1. Take Alarms Seriously
As noted above, the main difference between anaerobic and aerobic systems lies in the type of bacteria used inside the tank. Aerobic bacteria can only thrive in the presence of oxygen, which cannot be found in traditional septic systems. Therefore, in order to make an aerobic system possible, it must use the component known as an aerator.
The aerator introduces a steady stream of air down into the tank, thus providing the aerobic bacteria with the oxygen they need to survive. If an aerator ceases to work properly, the bacteria in your tank will be starved of oxygen. If this situation goes on for too long, the bacteria begin to die, creating serious problems for your system.
For this reason, all aerobic systems contain a special alarm designed to alert you should your aerator cease to work properly. In most systems, this alarm consists of a red light mounted to your system's control panel. If you notice the light on, contact a septic company as soon as possible. A technician can check your aerator to determine the precise cause of the alarm light.
Be aware that some aerobic systems use the same alarm light to indicate problems with an outflow pump, while other systems use two separate alarm lights. If your system contains just a single light, then an alarm signal may indicate either problems with your aerator or problems with your pump.
2. Keep Your Chlorinator Stocked
Aerobic systems also differ from traditional systems in terms of how they distribute the sanitized waste. A traditional septic system pumps out waste water — also called effluent — through a series of underground pipes. These pipes distribute the effluent throughout your system's drain field.

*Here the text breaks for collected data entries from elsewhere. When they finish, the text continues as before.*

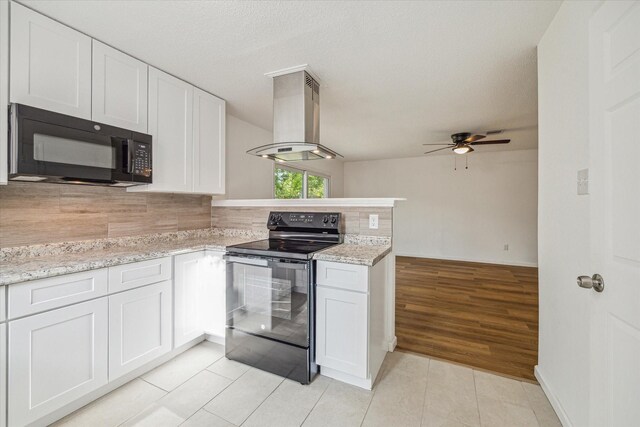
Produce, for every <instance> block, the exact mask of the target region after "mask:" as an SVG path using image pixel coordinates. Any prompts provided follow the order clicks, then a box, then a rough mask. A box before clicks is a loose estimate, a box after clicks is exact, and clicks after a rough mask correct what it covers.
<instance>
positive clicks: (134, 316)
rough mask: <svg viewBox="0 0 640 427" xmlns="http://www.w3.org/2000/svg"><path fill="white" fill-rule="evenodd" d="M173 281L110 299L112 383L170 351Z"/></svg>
mask: <svg viewBox="0 0 640 427" xmlns="http://www.w3.org/2000/svg"><path fill="white" fill-rule="evenodd" d="M171 321H172V319H171V281H169V280H167V281H165V282H160V283H156V284H154V285H148V286H145V287H142V288H138V289H132V290H130V291H126V292H122V293H119V294H115V295H111V296H110V297H109V381H113V380H114V379H116V378H118V377H120V376H122V375H124V374H126V373H128V372H131V371H132V370H134V369H136V368H139V367H140V366H142V365H144V364H146V363H148V362H151V361H152V360H154V359H155V358H157V357H159V356H162V355H163V354H165V353H168V352H169V351H170V350H171V335H172V334H171Z"/></svg>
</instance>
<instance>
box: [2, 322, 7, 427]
mask: <svg viewBox="0 0 640 427" xmlns="http://www.w3.org/2000/svg"><path fill="white" fill-rule="evenodd" d="M6 425H7V325H6V324H5V323H0V427H5V426H6Z"/></svg>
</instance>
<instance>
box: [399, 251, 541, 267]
mask: <svg viewBox="0 0 640 427" xmlns="http://www.w3.org/2000/svg"><path fill="white" fill-rule="evenodd" d="M395 256H396V257H399V256H405V257H411V258H433V259H443V260H446V261H462V262H478V263H481V264H497V265H512V266H515V267H538V263H537V262H529V261H496V260H491V259H479V258H475V259H470V258H460V257H447V256H443V255H428V254H416V253H409V252H395Z"/></svg>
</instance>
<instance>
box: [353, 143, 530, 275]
mask: <svg viewBox="0 0 640 427" xmlns="http://www.w3.org/2000/svg"><path fill="white" fill-rule="evenodd" d="M468 158H469V169H468V170H467V169H465V166H464V157H463V156H459V157H457V161H458V170H457V171H456V170H454V156H453V155H446V156H424V157H414V158H403V159H393V160H377V161H362V162H345V164H344V167H345V172H344V179H345V190H344V193H345V197H406V198H407V199H408V200H407V201H406V202H400V203H398V206H397V207H396V208H395V210H394V221H393V223H394V235H393V243H394V249H395V251H396V253H397V254H398V255H409V256H418V257H429V258H444V259H457V260H468V261H479V262H483V261H484V262H492V263H502V264H514V265H536V262H537V236H536V233H537V228H536V227H537V223H536V221H537V211H536V209H537V151H536V150H521V151H502V152H491V153H482V152H481V151H480V150H477V151H475V152H474V153H473V154H471V155H469V156H468ZM504 244H509V250H508V251H505V250H504V249H503V248H504Z"/></svg>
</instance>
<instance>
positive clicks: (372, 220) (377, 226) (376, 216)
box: [369, 214, 378, 230]
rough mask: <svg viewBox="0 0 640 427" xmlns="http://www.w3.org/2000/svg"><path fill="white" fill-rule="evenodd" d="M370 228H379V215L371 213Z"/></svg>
mask: <svg viewBox="0 0 640 427" xmlns="http://www.w3.org/2000/svg"><path fill="white" fill-rule="evenodd" d="M369 228H371V229H374V230H377V229H378V215H374V214H371V215H369Z"/></svg>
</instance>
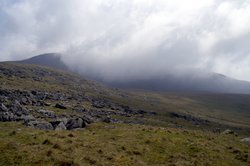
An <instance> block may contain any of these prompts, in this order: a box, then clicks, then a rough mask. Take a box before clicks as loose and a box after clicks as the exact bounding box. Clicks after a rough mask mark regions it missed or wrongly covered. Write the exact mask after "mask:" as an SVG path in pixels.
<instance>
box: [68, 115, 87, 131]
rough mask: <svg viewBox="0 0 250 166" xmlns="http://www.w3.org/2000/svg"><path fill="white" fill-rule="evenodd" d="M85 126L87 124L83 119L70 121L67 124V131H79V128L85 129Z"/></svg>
mask: <svg viewBox="0 0 250 166" xmlns="http://www.w3.org/2000/svg"><path fill="white" fill-rule="evenodd" d="M85 126H86V124H85V122H84V121H83V120H82V118H75V119H70V120H69V121H68V122H67V124H66V128H67V130H73V129H77V128H83V127H85Z"/></svg>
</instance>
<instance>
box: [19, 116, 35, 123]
mask: <svg viewBox="0 0 250 166" xmlns="http://www.w3.org/2000/svg"><path fill="white" fill-rule="evenodd" d="M20 119H21V120H23V121H24V123H28V122H30V121H35V120H36V119H35V118H34V116H32V115H22V116H21V118H20Z"/></svg>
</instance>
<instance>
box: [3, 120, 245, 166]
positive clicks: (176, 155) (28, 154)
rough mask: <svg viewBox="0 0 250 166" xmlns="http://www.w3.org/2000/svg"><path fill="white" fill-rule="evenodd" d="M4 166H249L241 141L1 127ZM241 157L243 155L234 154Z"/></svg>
mask: <svg viewBox="0 0 250 166" xmlns="http://www.w3.org/2000/svg"><path fill="white" fill-rule="evenodd" d="M0 131H1V132H0V153H1V155H0V165H63V164H73V165H170V164H175V165H177V166H178V165H199V166H201V165H218V166H221V165H232V166H234V165H243V166H244V165H249V164H250V161H249V157H247V161H244V160H245V158H244V156H245V155H248V154H249V153H250V148H249V147H250V146H249V145H247V144H243V143H241V142H240V141H239V140H240V138H238V137H235V136H226V135H216V134H213V133H210V132H202V131H195V130H181V129H175V128H159V127H150V126H144V125H128V124H106V123H95V124H92V125H90V126H88V127H87V128H86V129H82V130H77V131H41V130H34V129H29V128H25V127H23V126H22V125H21V124H19V123H0ZM234 151H239V152H234Z"/></svg>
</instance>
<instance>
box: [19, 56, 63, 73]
mask: <svg viewBox="0 0 250 166" xmlns="http://www.w3.org/2000/svg"><path fill="white" fill-rule="evenodd" d="M60 56H61V55H60V54H57V53H47V54H41V55H37V56H35V57H32V58H29V59H25V60H22V61H17V62H18V63H22V64H36V65H42V66H48V67H53V68H57V69H61V70H68V67H67V66H66V65H65V64H64V62H63V61H62V60H61V57H60Z"/></svg>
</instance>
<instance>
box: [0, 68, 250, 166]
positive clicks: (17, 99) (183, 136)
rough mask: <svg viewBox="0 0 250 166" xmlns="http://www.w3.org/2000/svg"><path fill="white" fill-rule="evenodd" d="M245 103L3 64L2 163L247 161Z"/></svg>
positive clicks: (185, 162)
mask: <svg viewBox="0 0 250 166" xmlns="http://www.w3.org/2000/svg"><path fill="white" fill-rule="evenodd" d="M247 101H249V96H248V95H224V94H220V95H219V94H215V95H212V94H208V95H207V94H204V95H202V94H198V95H196V94H195V95H194V94H178V95H176V94H167V95H166V94H159V93H153V92H145V91H133V92H131V91H124V90H119V89H112V88H108V87H105V86H103V85H101V84H98V83H96V82H94V81H91V80H88V79H86V78H83V77H82V76H79V75H76V74H74V73H69V72H66V71H61V70H56V69H52V68H48V67H42V66H37V65H26V64H15V63H0V142H1V143H0V154H1V155H0V165H177V166H178V165H249V164H250V159H249V153H250V151H249V149H250V148H249V147H250V144H249V134H250V124H249V122H250V121H249V118H250V117H249V109H248V108H249V106H248V105H249V103H248V102H247ZM232 117H233V118H232Z"/></svg>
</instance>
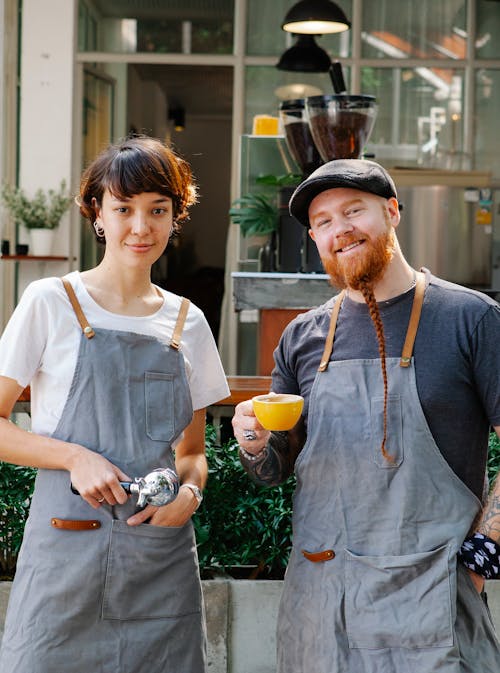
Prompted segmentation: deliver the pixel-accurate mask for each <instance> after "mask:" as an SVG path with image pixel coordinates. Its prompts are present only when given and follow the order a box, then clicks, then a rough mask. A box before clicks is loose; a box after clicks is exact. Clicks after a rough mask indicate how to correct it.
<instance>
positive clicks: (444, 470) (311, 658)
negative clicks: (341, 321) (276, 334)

An aerobic system takes a different approach, thanks to the much more effective breakdown caused by aerobic bacteria. Instead of using underground drain pipes, an aerobic system pumps effluent through spray heads directly onto your lawn. First, however, the effluent passes through a component known as the chlorinator.
As you can probably deduce, a chlorinator uses chlorine to disinfect the treated effluent before spraying it onto your lawn. Two types of chlorinators exist: tablet and liquid. More and more contractors recommend liquid chlorinators, which utilize household bleach rather than solid tablets. Liquid chlorinators have lower operating costs and are less prone to clogging.

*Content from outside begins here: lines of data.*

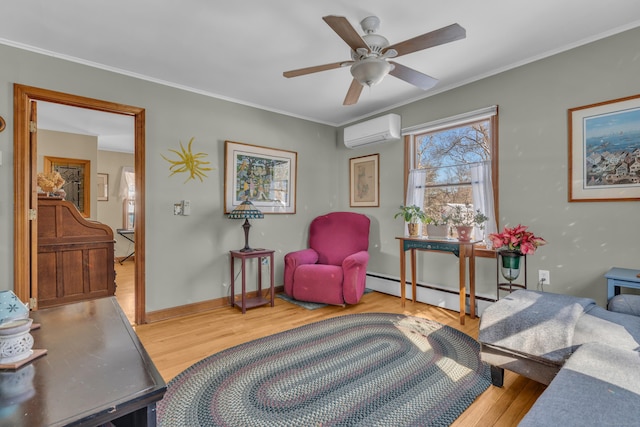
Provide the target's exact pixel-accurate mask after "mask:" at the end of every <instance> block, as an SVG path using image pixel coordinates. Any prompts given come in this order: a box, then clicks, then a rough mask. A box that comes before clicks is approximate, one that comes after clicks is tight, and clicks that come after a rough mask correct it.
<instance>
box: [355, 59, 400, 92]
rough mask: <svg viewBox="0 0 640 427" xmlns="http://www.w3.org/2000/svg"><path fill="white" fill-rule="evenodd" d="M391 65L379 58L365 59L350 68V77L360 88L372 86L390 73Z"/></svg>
mask: <svg viewBox="0 0 640 427" xmlns="http://www.w3.org/2000/svg"><path fill="white" fill-rule="evenodd" d="M391 69H392V68H391V64H389V63H388V62H387V61H385V60H384V59H380V58H365V59H362V60H360V61H358V62H356V63H355V64H353V65H352V66H351V75H352V76H353V78H354V79H356V80H357V81H358V83H360V84H361V85H362V86H369V87H371V86H374V85H377V84H378V83H380V82H381V81H382V79H384V76H386V75H387V74H389V71H391Z"/></svg>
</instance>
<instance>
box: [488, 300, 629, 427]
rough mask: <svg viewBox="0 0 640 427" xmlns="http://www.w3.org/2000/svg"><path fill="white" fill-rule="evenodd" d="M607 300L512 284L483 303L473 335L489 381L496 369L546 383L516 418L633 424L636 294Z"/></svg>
mask: <svg viewBox="0 0 640 427" xmlns="http://www.w3.org/2000/svg"><path fill="white" fill-rule="evenodd" d="M608 307H609V309H608V310H607V309H604V308H602V307H599V306H598V305H596V303H595V301H593V300H592V299H589V298H579V297H574V296H570V295H560V294H553V293H548V292H539V291H530V290H519V291H516V292H513V293H512V294H510V295H508V296H506V297H504V298H502V299H501V300H499V301H497V302H496V303H494V304H492V305H491V306H489V307H487V309H486V310H485V311H484V313H483V314H482V318H481V319H480V330H479V334H478V340H479V341H480V345H481V357H482V359H483V360H484V361H485V362H487V363H488V364H490V365H491V380H492V383H493V385H494V386H498V387H502V385H503V375H504V369H507V370H510V371H513V372H516V373H518V374H520V375H523V376H525V377H527V378H531V379H533V380H535V381H538V382H541V383H543V384H546V385H548V387H547V388H546V390H545V391H544V392H543V393H542V395H541V396H540V397H539V398H538V400H537V401H536V403H535V404H534V405H533V407H532V408H531V410H530V411H529V413H527V414H526V415H525V417H524V418H523V420H522V421H521V423H520V425H521V426H546V425H563V426H573V425H575V426H578V425H580V426H585V425H615V426H624V425H640V317H638V315H637V314H640V296H637V295H618V296H615V297H614V298H612V299H611V301H610V302H609V305H608Z"/></svg>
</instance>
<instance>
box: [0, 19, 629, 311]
mask: <svg viewBox="0 0 640 427" xmlns="http://www.w3.org/2000/svg"><path fill="white" fill-rule="evenodd" d="M639 39H640V29H634V30H631V31H627V32H625V33H622V34H619V35H616V36H613V37H609V38H607V39H604V40H601V41H598V42H595V43H591V44H589V45H585V46H582V47H579V48H576V49H573V50H570V51H567V52H564V53H560V54H557V55H555V56H552V57H549V58H546V59H543V60H540V61H537V62H533V63H530V64H527V65H523V66H521V67H519V68H516V69H513V70H510V71H506V72H503V73H501V74H498V75H495V76H492V77H489V78H486V79H483V80H479V81H477V82H474V83H471V84H468V85H466V86H463V87H460V88H457V89H454V90H451V91H448V92H443V93H441V94H438V95H434V96H432V97H429V98H425V99H423V100H421V101H417V102H414V103H412V104H409V105H406V106H403V107H401V108H397V109H395V110H393V112H397V113H399V114H401V115H402V123H403V127H409V126H413V125H416V124H420V123H424V122H428V121H431V120H435V119H439V118H443V117H448V116H451V115H455V114H459V113H463V112H467V111H471V110H475V109H478V108H482V107H486V106H489V105H494V104H497V105H498V106H499V130H500V135H499V138H500V151H499V156H500V183H499V184H500V205H499V209H500V218H499V221H500V225H504V224H510V225H515V224H517V223H522V224H525V225H529V226H530V227H531V229H532V230H533V231H534V232H535V233H536V234H538V235H541V236H542V237H544V238H546V239H547V241H548V245H547V246H545V247H542V248H541V249H540V250H539V251H538V252H537V253H536V255H534V256H533V257H530V258H529V265H528V267H529V282H530V285H531V286H530V287H535V281H536V279H537V270H538V269H545V270H549V271H550V272H551V283H552V285H551V286H548V287H545V289H546V290H549V291H553V292H560V293H567V294H575V295H584V296H589V297H593V298H595V299H596V300H597V301H598V302H599V303H601V304H604V302H605V296H606V290H605V281H604V279H603V277H602V275H603V274H604V273H605V272H606V271H607V270H608V269H609V268H610V267H612V266H618V267H628V268H640V256H639V255H640V243H639V242H640V227H639V226H638V222H637V218H638V217H639V213H640V211H639V207H638V202H609V203H568V201H567V199H568V196H567V182H568V177H567V174H568V171H567V165H568V158H567V150H568V148H567V139H568V134H567V133H568V130H567V109H569V108H572V107H577V106H581V105H586V104H591V103H596V102H601V101H606V100H610V99H615V98H619V97H624V96H629V95H634V94H638V93H640V79H638V77H637V76H639V75H640V45H639V44H638V43H637V41H638V40H639ZM0 57H1V58H2V62H1V63H0V87H1V88H2V91H1V93H2V95H1V96H0V115H2V116H3V117H4V118H5V119H6V120H7V125H8V126H7V129H6V130H5V131H4V132H2V133H0V150H1V151H2V152H3V164H2V166H0V288H2V289H10V288H11V287H12V286H13V253H12V252H13V240H12V239H13V175H12V174H13V170H12V161H13V155H12V154H13V100H12V90H13V89H12V85H13V83H14V82H16V83H21V84H25V85H31V86H37V87H42V88H46V89H51V90H56V91H61V92H68V93H72V94H75V95H81V96H88V97H93V98H98V99H103V100H108V101H113V102H119V103H124V104H128V105H133V106H138V107H143V108H145V109H146V124H147V129H146V155H147V159H146V161H147V177H146V182H147V201H146V202H147V218H146V221H147V259H146V261H147V271H146V276H147V311H155V310H160V309H163V308H168V307H174V306H179V305H184V304H189V303H193V302H198V301H204V300H208V299H214V298H220V297H222V296H225V295H227V291H228V288H227V287H225V284H228V283H229V279H230V277H229V275H230V273H229V266H228V264H229V259H228V251H229V250H230V249H237V248H240V247H241V246H242V244H243V234H242V229H241V228H240V225H241V224H240V222H239V221H234V220H229V219H227V218H226V217H225V215H224V214H223V196H224V195H223V191H224V190H223V188H224V175H223V173H224V141H225V140H232V141H237V142H245V143H250V144H255V145H262V146H267V147H273V148H281V149H285V150H292V151H296V152H297V153H298V192H297V213H296V214H295V215H266V216H265V219H263V220H255V221H253V222H252V225H253V226H252V229H251V236H250V244H251V245H252V246H260V247H267V248H273V249H275V250H276V282H277V284H281V283H282V268H283V267H282V258H283V256H284V254H285V253H287V252H289V251H291V250H295V249H299V248H301V247H303V246H304V245H305V242H306V230H307V227H308V224H309V221H310V220H311V219H312V218H313V217H315V216H317V215H319V214H322V213H325V212H328V211H333V210H349V209H350V208H349V204H348V200H349V185H348V182H349V177H348V162H349V158H352V157H359V156H364V155H367V154H371V153H380V181H381V189H380V207H379V208H363V209H357V210H356V211H358V212H362V213H364V214H366V215H368V216H369V217H370V218H371V220H372V230H371V244H370V252H371V256H372V257H371V262H370V267H369V271H370V272H375V273H380V274H383V275H387V276H392V277H398V276H399V272H398V266H399V260H398V256H399V254H398V243H397V241H396V240H395V237H396V236H398V235H400V234H402V233H403V226H404V225H403V223H402V222H401V221H400V220H394V219H393V215H394V213H395V212H396V210H397V207H398V206H399V205H400V204H402V203H403V185H404V184H403V182H402V181H403V152H402V150H403V146H402V144H401V143H400V142H394V143H390V144H386V145H377V146H371V147H368V148H364V149H359V150H347V149H346V148H344V146H343V145H342V143H341V134H342V132H341V129H334V128H332V127H330V126H326V125H321V124H317V123H313V122H309V121H304V120H301V119H298V118H293V117H288V116H283V115H280V114H275V113H271V112H268V111H263V110H259V109H255V108H252V107H247V106H243V105H239V104H234V103H230V102H227V101H222V100H219V99H214V98H209V97H206V96H202V95H199V94H196V93H191V92H187V91H183V90H179V89H175V88H171V87H166V86H162V85H158V84H155V83H151V82H147V81H142V80H137V79H134V78H131V77H127V76H123V75H119V74H115V73H112V72H107V71H102V70H98V69H93V68H90V67H87V66H84V65H81V64H76V63H71V62H67V61H63V60H59V59H55V58H51V57H47V56H43V55H39V54H35V53H31V52H26V51H22V50H18V49H15V48H11V47H7V46H0ZM191 137H195V142H194V150H196V151H203V152H206V153H207V154H209V158H208V160H210V161H211V162H212V166H213V167H214V168H215V170H214V171H211V172H210V173H209V178H208V179H206V180H205V181H204V182H203V183H200V182H199V181H196V182H193V181H190V182H188V183H186V184H183V181H184V177H181V176H174V177H171V178H169V177H168V175H169V172H168V163H166V162H165V161H164V160H163V159H162V158H161V157H160V154H161V153H162V154H166V153H168V151H167V150H169V149H175V148H176V147H177V146H178V142H179V141H183V142H187V141H188V140H189V138H191ZM336 141H338V142H336ZM183 199H189V200H191V204H192V215H191V216H188V217H182V216H174V215H173V204H174V203H175V202H177V201H179V200H183ZM420 260H421V261H420V275H421V281H425V282H430V283H434V284H437V285H440V286H443V287H447V288H451V289H455V288H456V287H457V267H456V261H457V260H456V259H455V258H454V257H452V256H448V255H435V254H434V255H424V256H421V257H420ZM477 264H478V279H477V280H478V292H479V294H481V295H486V296H488V297H491V296H492V295H495V287H494V286H495V284H494V283H495V265H494V264H493V262H492V261H491V260H486V259H481V260H478V263H477Z"/></svg>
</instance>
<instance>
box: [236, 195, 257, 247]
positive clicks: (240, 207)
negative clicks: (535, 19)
mask: <svg viewBox="0 0 640 427" xmlns="http://www.w3.org/2000/svg"><path fill="white" fill-rule="evenodd" d="M229 218H231V219H244V224H242V228H244V248H242V249H240V252H250V251H252V250H253V249H251V248H250V247H249V228H251V224H249V219H250V218H251V219H253V218H258V219H259V218H264V214H263V213H262V212H261V211H260V210H259V209H256V207H255V206H253V203H251V202H250V201H249V200H245V201H244V202H242V203H240V205H239V206H238V207H237V208H235V209H234V210H232V211H231V213H230V214H229Z"/></svg>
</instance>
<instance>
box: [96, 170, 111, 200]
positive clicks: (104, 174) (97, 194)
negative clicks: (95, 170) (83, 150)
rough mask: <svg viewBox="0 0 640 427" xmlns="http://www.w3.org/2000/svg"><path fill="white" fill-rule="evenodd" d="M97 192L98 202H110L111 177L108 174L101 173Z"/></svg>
mask: <svg viewBox="0 0 640 427" xmlns="http://www.w3.org/2000/svg"><path fill="white" fill-rule="evenodd" d="M97 181H98V183H97V192H96V194H97V195H98V201H99V202H106V201H108V200H109V175H108V174H106V173H99V174H98V179H97Z"/></svg>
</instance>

Both types of chlorinators use up their supply of chlorine as time goes on. One of the most important maintenance tasks for an aerobic system involves keeping your chlorinator supplied with chlorine. If your chlorine supply runs out, then the effluent being sprayed on your lawn may not be completely disinfected.
Such effluent represents a potential health threat to your family and pets. Keep an extra stock of chlorine on hand, and make sure you know how to check your chlorinator's supply level. If you don't know where your chlorinator lies, contact a professional as soon as possible.